最近のレッスンで子供の教材を勉強するということの重み、理解を生徒たちから得ていることは嬉しいことです。
シンプルな単旋律をいかに音楽的に自然なレガートを基本に表現するのか?ということを中心に学ぶためには最高の方法です。
まだ若い学生はもちろん、教師をしている生徒さんたちにとっても、その指導方法が変わったということです。1人でも多くの子供を教えている指導者の方々のレッスンの内容、質を変えることが今の日本のピアノ界のレベルを上げることにつながると思います。伝統ある西ヨーロッパやロシアの少数派のピアノ界にはそれなりの高い次元のピアニズムが根付いており、そのようなピアニストやピアノ教師からすれば、日本を含め全世界のピアノ界に伝統あるピアニズムが継承されていないということを実際に継承している人たちは思っているはずで、その現実を覆さねばならないと微力ながら痛感しております。

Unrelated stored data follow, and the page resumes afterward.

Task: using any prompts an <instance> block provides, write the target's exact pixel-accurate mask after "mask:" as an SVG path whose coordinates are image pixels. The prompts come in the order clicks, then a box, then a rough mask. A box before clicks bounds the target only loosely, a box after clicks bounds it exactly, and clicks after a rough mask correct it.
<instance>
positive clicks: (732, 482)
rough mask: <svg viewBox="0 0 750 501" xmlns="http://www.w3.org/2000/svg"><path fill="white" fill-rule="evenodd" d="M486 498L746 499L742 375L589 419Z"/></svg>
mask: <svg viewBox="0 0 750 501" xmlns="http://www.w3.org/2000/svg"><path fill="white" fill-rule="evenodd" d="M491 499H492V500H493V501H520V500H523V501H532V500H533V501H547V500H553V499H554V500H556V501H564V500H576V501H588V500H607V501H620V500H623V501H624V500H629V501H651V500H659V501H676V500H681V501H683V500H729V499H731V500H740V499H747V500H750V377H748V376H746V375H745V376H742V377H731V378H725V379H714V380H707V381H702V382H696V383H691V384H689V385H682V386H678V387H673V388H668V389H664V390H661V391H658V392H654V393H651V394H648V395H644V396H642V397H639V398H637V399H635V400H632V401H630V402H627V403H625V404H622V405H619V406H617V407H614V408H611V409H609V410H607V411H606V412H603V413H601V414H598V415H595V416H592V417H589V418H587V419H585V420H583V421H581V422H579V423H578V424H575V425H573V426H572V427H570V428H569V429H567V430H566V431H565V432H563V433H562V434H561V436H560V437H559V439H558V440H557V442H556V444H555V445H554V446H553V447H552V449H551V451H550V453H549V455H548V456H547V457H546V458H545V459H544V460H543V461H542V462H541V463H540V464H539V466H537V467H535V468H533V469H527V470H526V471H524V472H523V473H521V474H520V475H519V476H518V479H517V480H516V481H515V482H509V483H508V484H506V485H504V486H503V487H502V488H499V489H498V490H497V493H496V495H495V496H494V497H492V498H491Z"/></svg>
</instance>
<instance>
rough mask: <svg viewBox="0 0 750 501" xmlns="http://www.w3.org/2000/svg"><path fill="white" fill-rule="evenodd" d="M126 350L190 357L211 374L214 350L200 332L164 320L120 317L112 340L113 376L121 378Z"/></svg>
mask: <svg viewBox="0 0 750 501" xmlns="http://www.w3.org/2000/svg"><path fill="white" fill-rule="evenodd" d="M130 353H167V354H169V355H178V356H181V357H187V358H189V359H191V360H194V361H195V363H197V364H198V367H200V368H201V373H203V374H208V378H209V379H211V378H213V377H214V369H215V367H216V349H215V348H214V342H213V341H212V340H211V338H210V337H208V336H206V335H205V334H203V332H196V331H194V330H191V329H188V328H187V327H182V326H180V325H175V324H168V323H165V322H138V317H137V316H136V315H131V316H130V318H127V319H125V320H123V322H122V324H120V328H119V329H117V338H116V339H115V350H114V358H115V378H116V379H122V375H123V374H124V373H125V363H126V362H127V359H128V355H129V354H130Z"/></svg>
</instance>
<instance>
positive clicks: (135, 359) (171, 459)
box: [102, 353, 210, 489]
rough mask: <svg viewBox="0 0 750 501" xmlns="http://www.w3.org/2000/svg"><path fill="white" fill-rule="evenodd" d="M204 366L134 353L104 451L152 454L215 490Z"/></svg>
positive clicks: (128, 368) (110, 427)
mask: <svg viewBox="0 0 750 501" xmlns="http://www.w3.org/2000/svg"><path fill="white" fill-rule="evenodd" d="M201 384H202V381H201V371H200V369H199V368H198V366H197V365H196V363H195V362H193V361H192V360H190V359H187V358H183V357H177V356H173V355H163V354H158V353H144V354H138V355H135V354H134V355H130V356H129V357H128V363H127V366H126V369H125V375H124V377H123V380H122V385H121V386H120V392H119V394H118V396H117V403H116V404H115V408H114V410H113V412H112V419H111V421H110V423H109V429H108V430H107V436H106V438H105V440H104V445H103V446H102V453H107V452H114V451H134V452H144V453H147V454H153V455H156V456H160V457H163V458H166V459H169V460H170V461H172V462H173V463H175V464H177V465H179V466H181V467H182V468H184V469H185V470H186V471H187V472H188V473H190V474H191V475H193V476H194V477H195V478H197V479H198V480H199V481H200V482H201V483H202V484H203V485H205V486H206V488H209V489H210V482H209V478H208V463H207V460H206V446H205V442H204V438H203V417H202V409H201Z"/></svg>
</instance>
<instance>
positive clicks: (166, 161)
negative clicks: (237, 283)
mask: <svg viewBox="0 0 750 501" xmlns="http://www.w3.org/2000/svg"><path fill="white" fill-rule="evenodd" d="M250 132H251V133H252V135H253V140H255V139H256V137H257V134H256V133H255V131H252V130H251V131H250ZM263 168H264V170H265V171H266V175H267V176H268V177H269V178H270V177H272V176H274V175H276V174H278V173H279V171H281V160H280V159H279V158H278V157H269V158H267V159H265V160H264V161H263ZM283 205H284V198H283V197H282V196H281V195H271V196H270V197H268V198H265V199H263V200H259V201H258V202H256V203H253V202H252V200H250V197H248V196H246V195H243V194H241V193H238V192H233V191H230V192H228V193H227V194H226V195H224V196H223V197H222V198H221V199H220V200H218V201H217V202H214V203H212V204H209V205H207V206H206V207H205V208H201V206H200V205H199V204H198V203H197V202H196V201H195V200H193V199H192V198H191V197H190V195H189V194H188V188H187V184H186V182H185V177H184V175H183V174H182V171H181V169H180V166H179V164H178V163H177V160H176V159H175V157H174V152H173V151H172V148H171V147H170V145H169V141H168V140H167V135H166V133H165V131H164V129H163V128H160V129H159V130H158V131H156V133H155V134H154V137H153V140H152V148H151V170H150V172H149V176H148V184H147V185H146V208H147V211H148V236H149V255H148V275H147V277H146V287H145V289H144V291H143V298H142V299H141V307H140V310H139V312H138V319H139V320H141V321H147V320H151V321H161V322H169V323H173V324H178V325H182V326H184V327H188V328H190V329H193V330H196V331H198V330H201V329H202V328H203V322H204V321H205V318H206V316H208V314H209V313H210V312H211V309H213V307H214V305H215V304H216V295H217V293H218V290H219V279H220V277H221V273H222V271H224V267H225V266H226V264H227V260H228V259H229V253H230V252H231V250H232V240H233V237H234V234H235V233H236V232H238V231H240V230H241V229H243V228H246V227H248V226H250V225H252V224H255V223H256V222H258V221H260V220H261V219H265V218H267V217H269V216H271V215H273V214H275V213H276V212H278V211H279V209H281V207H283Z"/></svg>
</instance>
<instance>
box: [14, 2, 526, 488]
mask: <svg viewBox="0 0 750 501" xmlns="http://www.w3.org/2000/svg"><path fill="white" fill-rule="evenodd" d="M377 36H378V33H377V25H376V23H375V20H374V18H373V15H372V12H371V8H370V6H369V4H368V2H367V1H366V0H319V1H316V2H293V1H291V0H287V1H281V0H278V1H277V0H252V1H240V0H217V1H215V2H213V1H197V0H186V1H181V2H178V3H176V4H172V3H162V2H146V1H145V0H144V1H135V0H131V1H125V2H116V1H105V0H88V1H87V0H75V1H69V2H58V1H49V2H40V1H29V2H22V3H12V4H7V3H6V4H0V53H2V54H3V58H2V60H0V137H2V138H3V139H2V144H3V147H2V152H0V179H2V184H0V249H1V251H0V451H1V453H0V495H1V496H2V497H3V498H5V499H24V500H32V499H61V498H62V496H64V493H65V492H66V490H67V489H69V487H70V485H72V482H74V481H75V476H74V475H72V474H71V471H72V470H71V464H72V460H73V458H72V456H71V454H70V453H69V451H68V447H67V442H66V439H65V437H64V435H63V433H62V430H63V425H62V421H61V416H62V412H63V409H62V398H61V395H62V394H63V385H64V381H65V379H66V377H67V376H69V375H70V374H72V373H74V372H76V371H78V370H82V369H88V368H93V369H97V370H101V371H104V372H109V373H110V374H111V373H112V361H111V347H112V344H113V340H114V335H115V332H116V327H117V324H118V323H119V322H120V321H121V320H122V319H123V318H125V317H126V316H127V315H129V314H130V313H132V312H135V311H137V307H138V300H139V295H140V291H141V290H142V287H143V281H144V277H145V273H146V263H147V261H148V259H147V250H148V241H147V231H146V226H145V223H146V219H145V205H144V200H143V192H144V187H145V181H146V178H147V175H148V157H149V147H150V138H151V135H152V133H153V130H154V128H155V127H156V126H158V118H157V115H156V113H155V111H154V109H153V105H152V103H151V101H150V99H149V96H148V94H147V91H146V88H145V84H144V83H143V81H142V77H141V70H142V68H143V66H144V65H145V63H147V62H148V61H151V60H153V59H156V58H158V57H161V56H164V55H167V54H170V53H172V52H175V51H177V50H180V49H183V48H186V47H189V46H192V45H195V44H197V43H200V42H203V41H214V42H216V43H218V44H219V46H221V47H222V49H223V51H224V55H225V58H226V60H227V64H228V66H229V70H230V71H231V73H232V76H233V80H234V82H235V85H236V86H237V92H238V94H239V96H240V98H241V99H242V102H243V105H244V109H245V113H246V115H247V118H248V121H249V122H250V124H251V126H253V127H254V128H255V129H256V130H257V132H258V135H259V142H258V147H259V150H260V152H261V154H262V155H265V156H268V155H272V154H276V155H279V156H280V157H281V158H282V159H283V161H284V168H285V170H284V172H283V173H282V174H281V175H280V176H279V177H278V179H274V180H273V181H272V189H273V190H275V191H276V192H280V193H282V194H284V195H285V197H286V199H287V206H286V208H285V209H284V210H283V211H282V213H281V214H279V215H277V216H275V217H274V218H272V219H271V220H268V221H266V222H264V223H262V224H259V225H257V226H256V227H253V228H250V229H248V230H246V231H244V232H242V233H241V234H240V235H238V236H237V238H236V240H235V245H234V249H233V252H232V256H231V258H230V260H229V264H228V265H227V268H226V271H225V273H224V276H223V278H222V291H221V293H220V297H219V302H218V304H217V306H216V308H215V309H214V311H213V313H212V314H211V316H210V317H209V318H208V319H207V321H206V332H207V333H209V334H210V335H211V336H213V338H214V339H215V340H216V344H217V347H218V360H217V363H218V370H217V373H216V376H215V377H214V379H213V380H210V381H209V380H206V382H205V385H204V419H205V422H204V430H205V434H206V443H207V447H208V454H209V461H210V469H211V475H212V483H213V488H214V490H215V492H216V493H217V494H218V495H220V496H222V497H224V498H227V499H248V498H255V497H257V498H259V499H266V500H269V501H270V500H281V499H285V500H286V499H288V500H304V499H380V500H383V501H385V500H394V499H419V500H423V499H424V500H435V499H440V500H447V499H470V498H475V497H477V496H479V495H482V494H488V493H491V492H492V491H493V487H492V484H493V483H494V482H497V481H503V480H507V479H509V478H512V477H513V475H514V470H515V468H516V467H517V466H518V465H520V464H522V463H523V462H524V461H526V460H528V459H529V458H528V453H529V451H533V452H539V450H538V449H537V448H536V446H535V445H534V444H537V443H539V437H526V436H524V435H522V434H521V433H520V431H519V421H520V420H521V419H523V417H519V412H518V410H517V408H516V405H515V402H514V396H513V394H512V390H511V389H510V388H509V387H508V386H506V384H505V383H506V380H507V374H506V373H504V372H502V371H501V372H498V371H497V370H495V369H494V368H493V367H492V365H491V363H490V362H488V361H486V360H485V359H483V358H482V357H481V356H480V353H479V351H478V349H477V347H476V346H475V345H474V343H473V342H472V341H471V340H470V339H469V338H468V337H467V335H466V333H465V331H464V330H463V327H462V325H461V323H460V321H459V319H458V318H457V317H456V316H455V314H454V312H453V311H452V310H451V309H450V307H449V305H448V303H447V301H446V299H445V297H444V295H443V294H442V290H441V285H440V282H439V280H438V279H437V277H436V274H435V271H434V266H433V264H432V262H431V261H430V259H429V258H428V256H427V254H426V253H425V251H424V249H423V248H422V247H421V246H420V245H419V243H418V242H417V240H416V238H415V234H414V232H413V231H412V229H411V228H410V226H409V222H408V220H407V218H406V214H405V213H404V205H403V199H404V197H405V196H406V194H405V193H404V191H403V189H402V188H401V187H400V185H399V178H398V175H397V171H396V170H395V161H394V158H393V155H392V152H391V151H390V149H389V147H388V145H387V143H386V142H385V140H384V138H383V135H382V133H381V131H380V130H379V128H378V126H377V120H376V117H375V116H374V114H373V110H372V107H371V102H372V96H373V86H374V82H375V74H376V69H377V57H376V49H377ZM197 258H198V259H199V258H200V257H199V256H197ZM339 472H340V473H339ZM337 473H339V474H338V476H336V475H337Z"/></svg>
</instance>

もちろん後からでもその人次第で身に付くことだとは思いますが、導入からそのような教育を受けて育ったほうが理想的だといえるでしょう。だからこそ、子供たちを育てている教師が勉強し、意識を変えなければならないと思います。その責任は社会的責任を伴っており、教師自身が広くは縦軸にも横軸にもその軸の1点であるということを踏まえたうえで指導、研究するべきです。
それが真の音楽、ピアノをやるということの原点であり、本当の意味でのそれ行う素晴らしさ、楽しさ、苦しさを通して理解できることだと実感しています。
そもそも音楽、ピアノをやるということの意味や目的は、乱立するコンクールを受けて入賞を目指すとか、演奏家になるとか、一見華々しく外からは見えることではありません。もしそれが目的だとすれば、それは非常に短絡的なことであり、大きな勘違いだと私は思います。習う側も教える側も、そこのところを勘違いしてはなりません。何事もそうですが、本当はとても地道な世界、精神世界、自分との戦いや心の葛藤の連続であります。真の芸術とはそういうものです。それに気が付いていないままでいると、いつか必ず真の目的は何だったのかということを見失い行き詰ることでしょう。残念ながら、現実はそのようなパターンに陥ってしまう方が大勢いるような気がします。
とある音楽雑誌を久しぶりに見てそんな気持ちになりました。